O regulamento da estatal precisará definir critérios objetivos dessa aferição, inclusive a necessidade de processo administrativo com contraditório e ampla defesa antes que o fornecedor seja “negativado” no sistema. É necessário aferir objetivamente como funcionará o processo e quais fatores serão determinantes para o contratado receber o título ruins quanto à execução do objeto.

Caso não surta o desempate, aplica-se o terceiro critério que é a aplicação de desempate previsto em outras legislações[1].

Se nem assim for possível o desempate, faz-se o sorteio.
 
Marçal Justen Filho, comentando as licitações processadas pelo RDC, com os critérios de melhor técnica e de melhor conteúdo, ensina que não é possível a aplicação do desempate, sendo a única alternativa a ser aplicada o sorteio.[2]
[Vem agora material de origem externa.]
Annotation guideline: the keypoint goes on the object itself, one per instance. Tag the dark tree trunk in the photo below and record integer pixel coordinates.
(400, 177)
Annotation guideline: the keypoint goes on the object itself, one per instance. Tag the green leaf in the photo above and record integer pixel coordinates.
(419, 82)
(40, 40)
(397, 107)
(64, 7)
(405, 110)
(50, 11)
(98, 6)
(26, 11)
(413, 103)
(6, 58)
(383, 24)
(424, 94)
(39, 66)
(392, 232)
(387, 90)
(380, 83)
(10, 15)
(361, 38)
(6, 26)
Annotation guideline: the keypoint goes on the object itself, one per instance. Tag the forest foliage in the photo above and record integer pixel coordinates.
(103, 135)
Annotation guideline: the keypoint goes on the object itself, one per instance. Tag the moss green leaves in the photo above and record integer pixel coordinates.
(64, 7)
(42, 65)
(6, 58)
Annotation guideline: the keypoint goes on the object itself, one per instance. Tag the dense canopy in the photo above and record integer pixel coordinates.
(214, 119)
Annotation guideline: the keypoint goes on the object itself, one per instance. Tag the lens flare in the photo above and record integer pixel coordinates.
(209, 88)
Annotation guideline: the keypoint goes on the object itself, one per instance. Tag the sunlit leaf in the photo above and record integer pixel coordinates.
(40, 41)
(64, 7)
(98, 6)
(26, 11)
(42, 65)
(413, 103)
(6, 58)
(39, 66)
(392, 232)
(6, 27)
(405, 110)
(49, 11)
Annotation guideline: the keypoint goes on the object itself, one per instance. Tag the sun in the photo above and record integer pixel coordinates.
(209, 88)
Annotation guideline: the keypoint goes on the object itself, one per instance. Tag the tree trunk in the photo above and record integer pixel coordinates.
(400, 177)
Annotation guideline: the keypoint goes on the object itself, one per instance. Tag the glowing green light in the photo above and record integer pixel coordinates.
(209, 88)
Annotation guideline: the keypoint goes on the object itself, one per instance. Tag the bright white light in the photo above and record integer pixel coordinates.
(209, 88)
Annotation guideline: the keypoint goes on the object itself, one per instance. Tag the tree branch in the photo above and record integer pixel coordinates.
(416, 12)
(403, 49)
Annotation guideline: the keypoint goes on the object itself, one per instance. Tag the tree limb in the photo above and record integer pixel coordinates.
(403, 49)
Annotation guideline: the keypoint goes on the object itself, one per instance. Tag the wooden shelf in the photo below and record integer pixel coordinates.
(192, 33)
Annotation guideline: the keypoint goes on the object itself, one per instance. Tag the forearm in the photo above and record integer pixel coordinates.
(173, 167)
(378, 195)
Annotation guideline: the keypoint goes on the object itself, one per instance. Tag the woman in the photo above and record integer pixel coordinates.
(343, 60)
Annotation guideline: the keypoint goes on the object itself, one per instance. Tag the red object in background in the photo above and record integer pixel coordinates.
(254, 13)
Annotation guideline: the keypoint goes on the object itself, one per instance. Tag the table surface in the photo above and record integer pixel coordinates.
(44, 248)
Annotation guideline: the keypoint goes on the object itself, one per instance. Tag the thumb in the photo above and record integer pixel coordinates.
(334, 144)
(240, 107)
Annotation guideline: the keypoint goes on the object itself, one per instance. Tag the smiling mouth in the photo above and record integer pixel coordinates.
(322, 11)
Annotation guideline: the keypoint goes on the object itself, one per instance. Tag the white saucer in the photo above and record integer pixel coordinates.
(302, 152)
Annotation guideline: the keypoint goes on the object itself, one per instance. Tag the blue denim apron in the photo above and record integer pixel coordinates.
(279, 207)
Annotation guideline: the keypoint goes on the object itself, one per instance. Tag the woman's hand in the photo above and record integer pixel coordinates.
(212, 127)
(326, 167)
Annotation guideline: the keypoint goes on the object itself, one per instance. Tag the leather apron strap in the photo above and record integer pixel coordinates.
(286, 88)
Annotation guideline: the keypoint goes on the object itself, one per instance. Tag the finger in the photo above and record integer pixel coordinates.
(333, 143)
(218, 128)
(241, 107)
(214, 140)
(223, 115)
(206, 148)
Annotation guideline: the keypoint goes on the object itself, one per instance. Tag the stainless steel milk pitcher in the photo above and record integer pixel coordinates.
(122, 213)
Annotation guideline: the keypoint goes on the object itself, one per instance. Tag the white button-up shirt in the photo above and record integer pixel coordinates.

[1] LEI Nº 8.248, DE 23 DE OUTUBRO DE 1991. (setor de informática e automação)
Art. 3o Os órgãos e entidades da Administração Pública Federal, direta ou indireta, as fundações instituídas e mantidas pelo Poder Público e as demais organizações sob o controle direto ou indireto da União darão preferência, nas aquisições de bens e serviços de informática e automação, observada a seguinte ordem, a: 
        
I - bens e serviços com tecnologia desenvolvida no País;          

II - bens e serviços produzidos de acordo com processo produtivo básico, na forma a ser definida pelo Poder Executivo. 
 
LEI Nº 8.666, DE 21 DE JUNHO DE 1993
Art. 3º (...)

§ 2o  Em igualdade de condições, como critério de desempate, será assegurada preferência, sucessivamente, aos bens e serviços:

I - produzidos ou prestados por empresas brasileiras de capital nacional;      (Revogado pela Lei nº 12.349, de 2010)

II - produzidos no País;

III - produzidos ou prestados por empresas brasileiras.

IV - produzidos ou prestados por empresas que invistam em pesquisa e no desenvolvimento de tecnologia no País.       (Incluído pela Lei nº 11.196, de 2005)

V - produzidos ou prestados por empresas que comprovem cumprimento de reserva de cargos prevista em lei para pessoa com deficiência ou para reabilitado da Previdência Social e que atendam às regras de acessibilidade previstas na legislação. (Incluído pela Lei nº 13.146, de 2015)    (Vigência)
        
[2] In JUSTEN FILHO, Marçal. Estatuto Jurídico das Empresas Estatais. Lei 13.303/2016 – “Lei das Estatais”. São Paulo: Editora Revista dos Tribunais, 2016, p.451.